Now, to be saddled with an Englishwoman, here on the other side of the bloody globe in the South China Sea, it had to be a stroke of the worst luck. For Philip couldn’t leave her behind.

“You are a prisoner?”

She nodded.

“From now on you are simply, Beryl Angsley, daughter of no one in particular.”

She opened her mouth — a pretty one, too — perhaps to protest, but he interrupted her.

“The higher your social status, the greater your ransom value, the more danger you are in. Even among my own crew.”

Philip was wasting valuable time. They were in pirate-infested waters and other junks, under the leadership of Chui-A-poo, were undoubtedly sailing toward them even then. And at that moment, his own ship, a swift and small clipper, had a skeleton crew until they secured this vessel and returned to her, meaning vulnerability of the worst sort.

Once back aboard her, however, the Robert could outrun practically anything.

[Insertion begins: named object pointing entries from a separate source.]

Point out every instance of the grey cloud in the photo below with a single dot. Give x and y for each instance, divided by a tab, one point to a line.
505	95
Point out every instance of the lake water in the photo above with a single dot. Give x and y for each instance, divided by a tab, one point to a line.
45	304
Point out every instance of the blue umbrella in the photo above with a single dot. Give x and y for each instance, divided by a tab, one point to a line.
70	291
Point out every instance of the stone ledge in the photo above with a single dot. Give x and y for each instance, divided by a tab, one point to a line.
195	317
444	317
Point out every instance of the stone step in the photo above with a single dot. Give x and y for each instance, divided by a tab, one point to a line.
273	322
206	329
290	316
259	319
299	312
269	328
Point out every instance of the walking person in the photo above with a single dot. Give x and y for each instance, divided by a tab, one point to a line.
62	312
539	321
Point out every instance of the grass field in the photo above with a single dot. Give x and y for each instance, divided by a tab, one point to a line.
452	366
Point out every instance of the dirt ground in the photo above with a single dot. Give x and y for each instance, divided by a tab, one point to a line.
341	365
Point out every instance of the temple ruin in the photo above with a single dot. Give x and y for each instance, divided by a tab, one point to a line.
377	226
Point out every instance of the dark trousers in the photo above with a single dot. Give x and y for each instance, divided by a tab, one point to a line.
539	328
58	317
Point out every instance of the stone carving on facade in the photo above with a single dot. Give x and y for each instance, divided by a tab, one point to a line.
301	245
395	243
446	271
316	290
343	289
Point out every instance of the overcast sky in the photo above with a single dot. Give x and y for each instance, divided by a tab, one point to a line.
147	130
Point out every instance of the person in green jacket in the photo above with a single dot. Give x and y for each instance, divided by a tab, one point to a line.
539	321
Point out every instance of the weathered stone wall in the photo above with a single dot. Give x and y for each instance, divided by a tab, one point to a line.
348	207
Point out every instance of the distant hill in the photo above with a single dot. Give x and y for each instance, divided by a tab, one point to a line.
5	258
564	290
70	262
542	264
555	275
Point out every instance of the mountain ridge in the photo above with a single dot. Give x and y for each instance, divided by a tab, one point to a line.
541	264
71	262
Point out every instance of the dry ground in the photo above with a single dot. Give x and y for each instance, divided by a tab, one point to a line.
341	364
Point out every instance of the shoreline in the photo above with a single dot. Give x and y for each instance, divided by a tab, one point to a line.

He turned his attention to the other item, the treasure for which he’d risked life and limb, the small container still on the bed. It didn’t need to be very large to contain what he sought. It looked exactly as had been described to him one dark night in a tavern in Ningbo, just south of Shanghai, a month prior.

Still, he had to be certain. As he walked toward her, the woman darted sideways and around him. Even as he bent to pick up the box, he spied her out of the corner of his eye moving toward the splintered door.

“Don’t go out there,” he uttered without looking.

She halted.

“It’ll mean your death and not a clean one, I can assure you.”

Drawing the knife from his boot, in the blink of an eye, he sliced off the leather straps and opened the intricately worked metal clasp. Lifting the lid, he checked inside. From a bed of black satin, a necklace of rubies, diamonds, and gray pearls winked at him in the light of the cabin’s lamps. The man in Ningbo hadn’t lied.

It had been a long hunt to recover the jewelry belonging to the Duchess of Sutherland, stolen unbelievably from her quarters at Buckingham Palace. When next he returned to Britain, he would receive a generous, well-deserved bounty.

Placing the container in a bag slung over his shoulder, Philip turned to Miss Angsley. He had no choice, he reminded himself. She was an Englishwoman.

“Let’s go.”

She frowned, and it didn’t mar her lovely features one bit, he noted.

“But you said not to go out there,” she protested.

“Not without me. My men are in full fight mode and on high alert. Let me smooth the way, stay close, and you’ll be fine.”

“You’re the captain?” Was that doubt in her tone?

“Yes.”

“For the British Navy, I take it, by your accent.”

“Alas, no. I run a private ship on commission.”

“Private or pirate, did you say?”

“Same thing,” he muttered, grasping her hand and yanking her behind him as he made his way above deck.

He wished he could tell her to keep her eyes closed because there was more than one unpleasant scene unfolding, but he couldn’t. All he could do was get her swiftly back to his ship and safely into his cabin.

At her appearance on deck, he heard and felt the change. First, an outcry from the Chinese pirates, most likely at the loss of their prisoner, followed by a murmuring from his own crew as they saw her, and then a definite lessening of the violence. No one wanted to slice a neck open and have blood shooting everywhere in the presence of a woman if it could be helped.

Or so he thought. The pirate captain, a man who would face the wrath of the fleet leader, Chui-A-poo, struggled against his bindings, shrieking at his men to “save the jewels.” These words in Chinese, Philip understood.

So, it wasn’t the loss of the lady causing the agitation. It was the pirate captain’s guess, and perfectly correct, that Philip had taken the red-lacquered box. A few of the Chinese pirates were still fighting and redoubled their efforts at their captain’s cries.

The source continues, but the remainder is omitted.